Strony

piątek, 1 listopada 2019

„Mutant” Andriej Butorin - recenzja



„Mutant” Andrieja Butorina z serii Uniwersum Metro 2033 to kolejna historia stworzona w ramach międzynarodowego projektu, którego pomysłodawcą jest Dmitry  Glukhovsky. Jest to bardzo nowatorski pomysł, który opiera się na tym, iż pisarze z całego świata tworzą powieści postapokaliptyczne, stosując się do reguł ustalonych przez Glukhovski’ego.

Od czasu Katastrofy świat to pełna mutantów zniszczona planeta. Na jej mieszkańców czyha wiele niebezpieczeństw, od krwiożerczych mutowilków po Dziadka Mroza i Świętą, którzy władają miastem o nazwie Wielki Ustiug. Przez dwadzieścia lat, które minęły od Katastrofy, napromieniowany świat nie jest już tym miejscem sprzed tragedii i nigdy już nim nie będzie.
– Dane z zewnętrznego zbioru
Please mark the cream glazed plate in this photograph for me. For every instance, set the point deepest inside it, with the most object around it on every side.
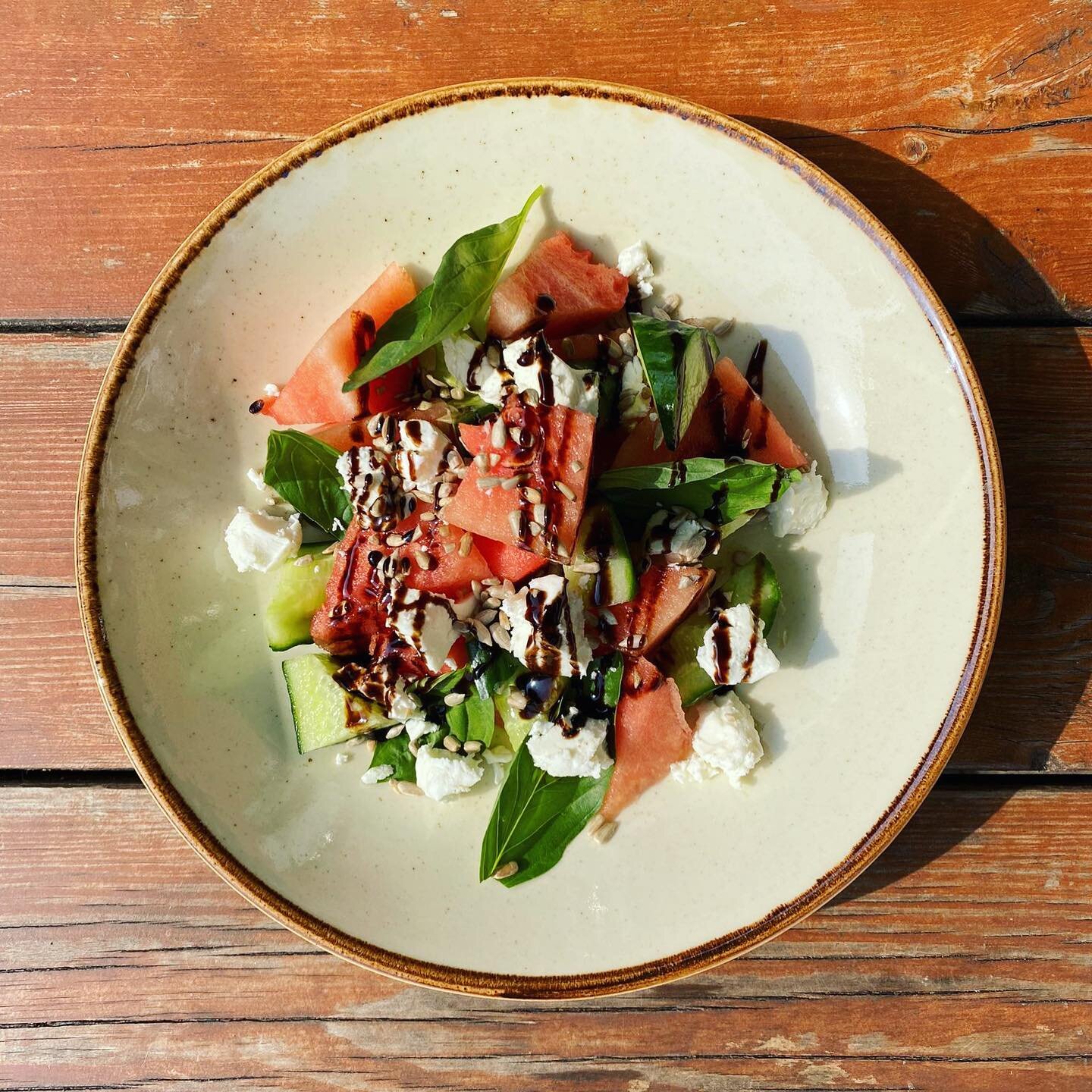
(890, 604)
Głównym bohaterem w tej historii jest Gleb, którego mutacja polega na tym, że jest owłosiony do tego stopnia, iż napotkane osoby uważają go za potwora, diabła czy małpę. Kiedy Gleb odzyskuje przytomność, orientuje się, że leży gdzieś w lesie i nie ma pojęcia kim jest, ani skąd się tam wziął. Kiedy dochodzi trochę do siebie, postanawia zrobić wszystko, by odzyskać utraconą pamięć, a wraz z nią wspomnienia i swoją tożsamość. Kiedy spotyka w lesie innego, trochę cudacznego pobratymca, któremu nadaje przezwisko Pistolet, postanawia zabrać go w drogę do miasta Wielki Ustiug. Liczy na to, że mieszkający tam Dziadek Mróz, o którym mówią, że ma magiczną moc, będzie w stanie przywrócić mu pamięć. Problem w tym, że wspomniany Dziadek Mróz raczej nie należy do tych dobrych, więc spotkanie to może skończyć się nawet śmiercią podróżników. Kiedy do tego interesującego duetu dołącza młodzieniec o imieniu Saszka, wędrówka do Ustiug nabiera tempa i kolorów. Zarówno Pistolet, jak i Saszka również mają swoje mutacje. Spodobał mi się pomysł na odmienną cechę pierwszego z nich, którą było przeinaczanie słów. Dzięki temu dialogi bohaterów zyskały sporo humoru. Nie raz uśmiechnęłam się, kiedy Pistolet wypowiadał takie słowa, jak „borówek”, „rzycimiele” czy „ekskremunitet”. Chociaż czasami kompletnie nieczytelne same w sobie, w kontekście łatwo można się było domyślić, o co mu chodzi. I w tym miejscu chylę czoła przed tłumaczem, Pawłem Podmiotko. Kawał dobrej roboty!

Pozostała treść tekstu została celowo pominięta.